A group where only the elites can kill people and their bosses who tell the rest of the population that they live in a democratic republic.

Nukes are privately owned but have to be maintained in government facilities.

>not knowing what a red AirForce is.

>I think that under this principle it would be okay to own all regular rifles, pistols, and shot guns (including "assault" style). I'm not so sure about things like machine guns and anti-tank weapons, but there's a strong argument to be had that those are reasonable weapons for a militia to keep and use.
Tyranny is what is legal for the government but illegal for the people.

...

Yeah I get this shit every time I mention this, you guys must be really fucking stupid to not get that this principle is a lot better than what we have right now.

Currently 4 out of 8 supreme court justices believe there is ANY individual right to own firearms, much less military-style weapons.

Looks like it's almost time for another revolution then.
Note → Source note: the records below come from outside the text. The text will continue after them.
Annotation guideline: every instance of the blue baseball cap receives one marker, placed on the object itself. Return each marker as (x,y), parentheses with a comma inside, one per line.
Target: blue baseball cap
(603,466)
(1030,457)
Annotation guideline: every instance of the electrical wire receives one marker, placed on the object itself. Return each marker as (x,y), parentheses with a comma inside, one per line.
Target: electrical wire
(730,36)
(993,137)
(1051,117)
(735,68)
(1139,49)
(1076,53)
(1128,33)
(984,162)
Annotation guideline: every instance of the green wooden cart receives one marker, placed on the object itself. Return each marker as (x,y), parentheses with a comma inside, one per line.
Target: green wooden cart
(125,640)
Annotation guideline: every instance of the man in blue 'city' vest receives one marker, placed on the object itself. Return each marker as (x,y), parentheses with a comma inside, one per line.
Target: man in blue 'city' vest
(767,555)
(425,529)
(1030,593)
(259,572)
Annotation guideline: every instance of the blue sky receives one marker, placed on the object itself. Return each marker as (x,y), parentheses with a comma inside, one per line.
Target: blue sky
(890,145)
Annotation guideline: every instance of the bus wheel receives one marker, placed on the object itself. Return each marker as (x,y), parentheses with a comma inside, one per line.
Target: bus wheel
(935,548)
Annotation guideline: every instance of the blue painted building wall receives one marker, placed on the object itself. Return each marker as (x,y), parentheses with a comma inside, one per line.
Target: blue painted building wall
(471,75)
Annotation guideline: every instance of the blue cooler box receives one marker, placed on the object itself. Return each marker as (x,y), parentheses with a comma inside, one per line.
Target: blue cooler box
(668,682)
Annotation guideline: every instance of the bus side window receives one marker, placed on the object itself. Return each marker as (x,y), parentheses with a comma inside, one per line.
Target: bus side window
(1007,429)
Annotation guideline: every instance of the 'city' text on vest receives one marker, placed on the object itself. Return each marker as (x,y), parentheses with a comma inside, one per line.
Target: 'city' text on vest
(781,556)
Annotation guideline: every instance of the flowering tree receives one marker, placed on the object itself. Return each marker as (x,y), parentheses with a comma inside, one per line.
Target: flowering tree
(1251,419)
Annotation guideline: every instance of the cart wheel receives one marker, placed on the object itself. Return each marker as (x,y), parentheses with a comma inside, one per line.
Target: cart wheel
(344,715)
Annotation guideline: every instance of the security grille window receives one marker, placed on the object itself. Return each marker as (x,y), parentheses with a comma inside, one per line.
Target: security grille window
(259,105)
>Looks like it's almost time for another revolution then.

That's not what the Miller decision was. The court decided sawn off shotguns have no military application. Which, they should have known was bullshit since sawed off shotguns were used to great effect in the trenches of WW1. Regardless, Miller didn't show up in court to defend himself (or rather his lawyer didn't) so the lower court decision went unchallenged.

Dude, there were literally ZERO rulings in favor of an individual right to own firearms before 2008. It's not a new thing.

>Currently 4 out of 8 supreme court justices believe there is ANY individual right to own firearms, much less military-style weapons.
Even if the gungrabbers stripped the second amendment from the bill of rights I'd still have the right to keep and bear arms.

Our rights are not granted by the constitution. they are protected by it. Hence: constitutionally protected rights.

I'm not going to give up some of my rights to protect a larger portion of my rights.

To continue, because it raises an interesting point I don't think anyone has brought up, the Miller decision required a firearm to have a military application to be unbannable. That means, your hunting rifles may be banned, but not your AR.

Miller didn't show up because he was dead.

"Reasonable usage" is different from "theoretical usage". Shotguns have barely ever been used in war, and sawn-off shotguns have been used even less. They aren't even legal to use in literal fucking war, to my understanding.

Other that nukes we are allowed to have them. But to have a firing tank or anything firing boolets bigger that 20mm is a bitch.

>there were no rulings prior to a ruling was made
you don't say....

Hunting rifles and sniper rifles are often virtually indistinguishable. They could definitely ban hunting, but banning hunting rifles wouldn't make sense under this principle unless you mean like 22LR, which is considered cruel to use in war.

The assault weapons ban was passed and expired years before that ruling so yes, it means something.

As someone who's been to two wars and seems shotguns in use in both of them, you're a fucking idiot.

>Shotguns have barely ever been used in war, and sawn-off shotguns have been used even less


wat

>What is the KAC MasterKey System?
>What is the M26 MASS?

>shotguns aren't used in war

and what exactly does it mean?
:6)

Okay fine, asshole. A lot of people in the military have shotguns for various reasons, but they aren't the focus and in world war one they were INCREDIBLY controversial.

It means they didn't even budge on the most blatantly insulting violation of the second amendment.